若原智哉が感じた現在地。鈴木彩艶の活躍と日本代表への思い

柏レイソル 若原智哉

柏レイソルの若原智哉【写真:編集部】


 特に意識したのは、大迫敬介といった同世代、鈴木彩艶といった近い年代のGKたちの存在だった。

「同い年のサコ(大迫敬介)がメンバーに入ったりして、自分が遅れているというか、置いていかれているなという印象が本当にありました。慣れた地のジェフでやるか、それとも新しいところでチャレンジするかを考えたときに、自分のために新しいところで頑張らないと、成長しないんじゃないかなと思って移籍しました」

 今回の日本代表で素晴らしいパフォーマンスを見せた鈴木は、かつてアンダー世代で、飛び級で選出されており、若原とは切磋琢磨した関係性でもある。身近な存在の活躍に「彩艶、すごいですね。すごかったです」と率直に話す。

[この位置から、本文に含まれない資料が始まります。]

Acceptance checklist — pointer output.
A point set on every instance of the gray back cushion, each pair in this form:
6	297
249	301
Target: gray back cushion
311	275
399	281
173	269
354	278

「だいぶ刺激をもらえました。一緒にやっていた選手が、世界トップレベルで本当にプレーしているのはすごいことなので、自分もそこに行きたいなと思いました」

 若原は、柏での挑戦の先に日本代表という目標も見据えている。

「まずはレイソルでしっかり活躍して、本当にこのチームに必要だと思われるような存在にならないといけないと思っています。日本代表はまだ諦められないので、そこに到達するために、ここで足りないものを新しく見つけて、自分の成長につなげていければいいかなと思います」

 W杯は、選手たちにとって遠い世界の祭典ではない。小泉にとっては柏の攻撃を進化させるための教材であり、小島にとってはACLEへ向かう勇気の源であり、若原にとっては自分の現在地を突きつけられる舞台でもあった。

 世界の戦いから何を感じ、柏の新シーズンにどうつなげるのか。シーズン開幕前の言葉から見えてきたのは、選手たちがそれぞれの立場でW杯を“自分ごと”として受け止めていたということだった。